Dalam penelitian ini, ada hubungan yang signifikan antara deviasi mean pada
lapangan penglihatan dan ruang diskus, daerah pinggir. Temuan ini konsisten dengan hasil
Chauhan et al. yang menunjukkan bahwa perubahan diskus glaukoma ditentukan dengan
pemindaian laser tomografi terjadi lebih sering daripada perubahan lapangan penglihatan.
Kebanyakan pasien dengan perubahan lapangan penglihatan juga memiliki perubahan diskus;
Namun, kurang dari setengah dari mereka dengan perubahan diskus memiliki perubahan
lapangan pengihatan.
CCT rendah pada pasien POAG terutama memiliki klinis serta signifikansi statistik,
karena penilaian risiko pasien glaukoma dapat langsung dipengaruhi oleh penurunan ini.

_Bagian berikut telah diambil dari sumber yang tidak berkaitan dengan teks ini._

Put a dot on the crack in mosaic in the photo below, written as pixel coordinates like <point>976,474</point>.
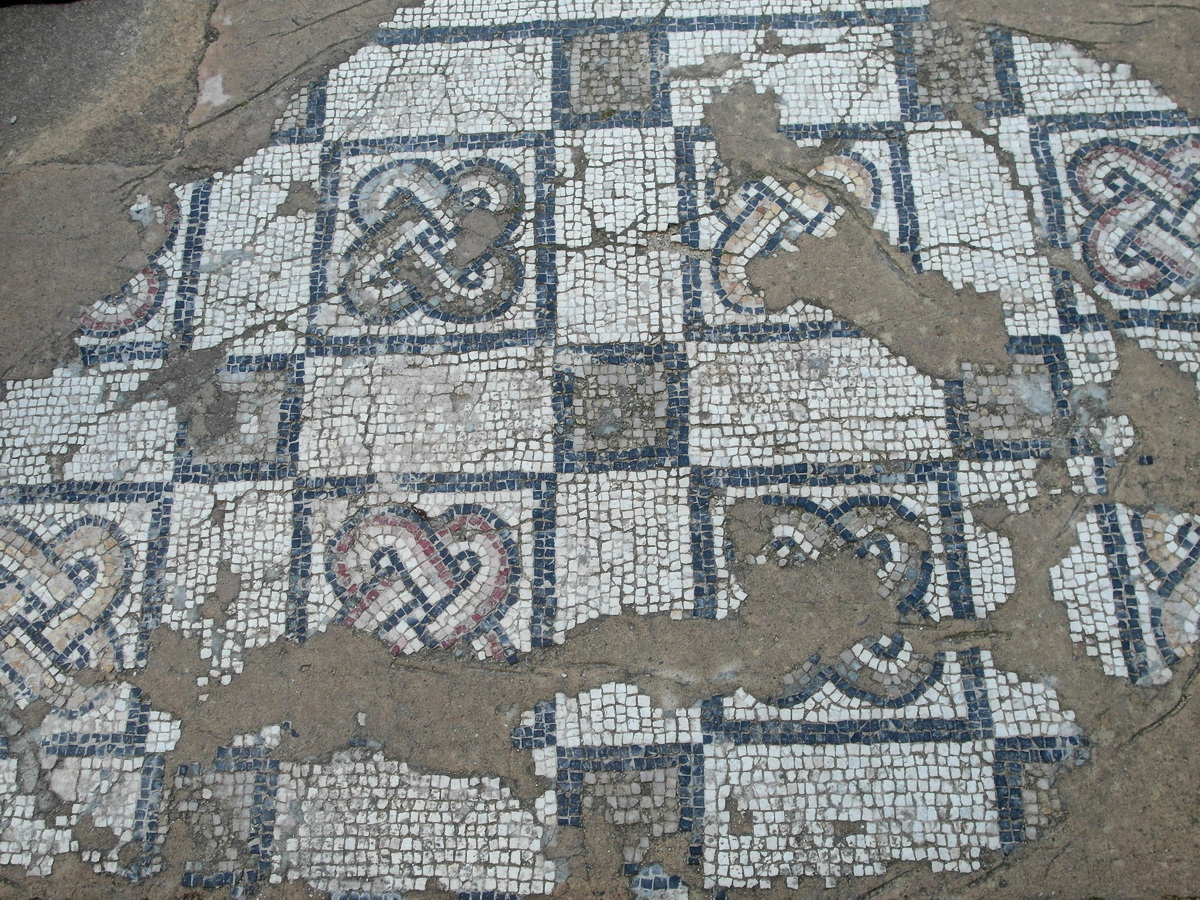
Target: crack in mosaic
<point>511,372</point>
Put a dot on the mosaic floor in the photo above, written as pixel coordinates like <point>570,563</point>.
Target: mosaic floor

Percobaan Awal gejala Glaukoma menunjukkan bahwa perkembangan glaukoma berkurang
sebesar 10% untuk setiap milimeter dari penurunan merkuri di TIO, jadi menyesuaikan TIO
untuk penurunan CCT mungkin sebenarnya mengubah profil risiko pasien glaukoma
untuk progresifitas. Dengan demikian, ketebalan kornea sentral adalah faktor prediktif yang
kuat untuk pengembangan POAG, pernah setelah disesuaikan dengan efek usia awal, TIO,
rasio lengkungan diskus, dan indeks lapangan penglihatan.
Kesimpulan
CCT merupakan suatu predikator yang signifikan dari kerusakan glukoma sebagai
penilaian oleh lengkungan: rasio diskus, pinggiran neuroretinal, area permukaan diskus optik,
deviasi mean dari lapangan penglihatan pasien dengan POAG.
Pengukuran CCT pada pasien dlukoma mungkin dapat membantu mengidentifikasi
pasien yang berisiko tinggi untuk mengembangkan sekuele glukoma berat, demikian
memungkinkan dokter ahli mata untuk mengobati penyakit mereka dengan segera.